I’d like to see how fast OptiX works for a large number of simple objects (on Windows). For example, 10 000 spheres or cubes. Are there any examples of this kind?

Speed of doing what exactly with these objects?
E.g. rendering performance? (Which algorithm and kind of materials?)
Animation? (Rigid body, instances, changing geometry?)

If you haven’t looked through the precompiled examples, yet, please do so. The OptiX SDK examples contain a framework to do benchmarking.
Some of the SDK examples are animated and you could add more objects to most of the SDK examples easily depending on your requirements.

The swimmingShark example uses animated model instances to render a fish tank and has command line parameters controlling the number of different species and shool-size. Try command line swimmingShark.exe --species 1 --school-size 1000 for example. 10000 gets crowded. :-)

For a less complex case look at the whirlgig example for animated spheres.
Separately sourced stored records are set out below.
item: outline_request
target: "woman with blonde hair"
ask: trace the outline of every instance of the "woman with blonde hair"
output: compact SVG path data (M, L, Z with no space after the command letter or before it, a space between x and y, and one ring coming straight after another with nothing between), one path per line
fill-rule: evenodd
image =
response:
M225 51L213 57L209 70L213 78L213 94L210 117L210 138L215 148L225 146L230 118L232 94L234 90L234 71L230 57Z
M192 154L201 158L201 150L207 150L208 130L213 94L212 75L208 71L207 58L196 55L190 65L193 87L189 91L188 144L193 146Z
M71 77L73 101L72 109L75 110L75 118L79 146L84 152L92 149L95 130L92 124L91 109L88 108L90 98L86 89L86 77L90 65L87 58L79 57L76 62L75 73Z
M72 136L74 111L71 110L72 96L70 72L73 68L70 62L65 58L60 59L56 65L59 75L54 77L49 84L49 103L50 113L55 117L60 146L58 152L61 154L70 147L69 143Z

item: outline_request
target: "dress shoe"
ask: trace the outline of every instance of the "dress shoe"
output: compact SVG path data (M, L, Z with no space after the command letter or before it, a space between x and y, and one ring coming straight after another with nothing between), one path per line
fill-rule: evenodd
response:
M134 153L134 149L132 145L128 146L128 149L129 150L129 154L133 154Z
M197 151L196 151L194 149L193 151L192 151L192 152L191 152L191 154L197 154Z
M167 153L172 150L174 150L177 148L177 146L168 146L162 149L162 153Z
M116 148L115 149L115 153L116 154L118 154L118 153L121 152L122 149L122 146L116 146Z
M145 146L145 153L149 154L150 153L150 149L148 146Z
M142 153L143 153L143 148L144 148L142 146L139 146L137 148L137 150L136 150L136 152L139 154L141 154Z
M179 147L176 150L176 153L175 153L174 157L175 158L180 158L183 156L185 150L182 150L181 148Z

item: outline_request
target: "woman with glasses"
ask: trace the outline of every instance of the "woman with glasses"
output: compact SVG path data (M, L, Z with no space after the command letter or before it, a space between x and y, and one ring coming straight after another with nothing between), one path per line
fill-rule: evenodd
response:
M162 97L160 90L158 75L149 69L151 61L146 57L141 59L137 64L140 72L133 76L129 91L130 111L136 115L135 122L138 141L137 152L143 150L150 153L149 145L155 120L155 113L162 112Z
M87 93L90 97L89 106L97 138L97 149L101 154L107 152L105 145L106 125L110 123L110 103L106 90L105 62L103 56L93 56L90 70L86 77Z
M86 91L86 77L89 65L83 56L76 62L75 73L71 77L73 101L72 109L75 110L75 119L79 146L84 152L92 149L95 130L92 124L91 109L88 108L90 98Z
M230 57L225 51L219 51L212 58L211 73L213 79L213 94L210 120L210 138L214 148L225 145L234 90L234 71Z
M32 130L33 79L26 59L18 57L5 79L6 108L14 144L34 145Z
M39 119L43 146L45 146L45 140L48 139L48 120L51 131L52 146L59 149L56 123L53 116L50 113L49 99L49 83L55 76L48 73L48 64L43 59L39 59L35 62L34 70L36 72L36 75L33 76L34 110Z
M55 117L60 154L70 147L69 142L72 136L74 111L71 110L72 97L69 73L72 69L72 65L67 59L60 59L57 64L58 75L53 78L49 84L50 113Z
The shadeTree example uses an 11*11 grid of spheres with different procedural materials on them which could be extended to more objects.
Similarly for the cook example showing a depth of field or motion blur rendering with accumulation.

Thank you
swimmingShark.exe --species 1 --school-size 10000
is exactly what I wanted to see.

Impressive!

One more question. Can this technology be used in Qt QGLWidget?

Yes, OptiX doesn’t care about the application framework you use.

Rendering and display into a Qt QGLWidget should work just the same as in the GLUT based framework the OptiX SDK examples use: For optimal single-GPU performance render into an OptiX buffer backed up by an OpenGL PBO, transfer the PBO to an OpenGL texture image, render a full viewport textured quad.
Image data stays on the GPU all the time this way.
(Use BGRA8 or RGBA32F textures. Avoid rendering to float3 buffers! Read the OptiX release notes and programming guide for explanations.)

Have a look into sutil/SampleScene.cpp and search for “createBufferFromGLBO” to find code to create and resize a buffer for rendering.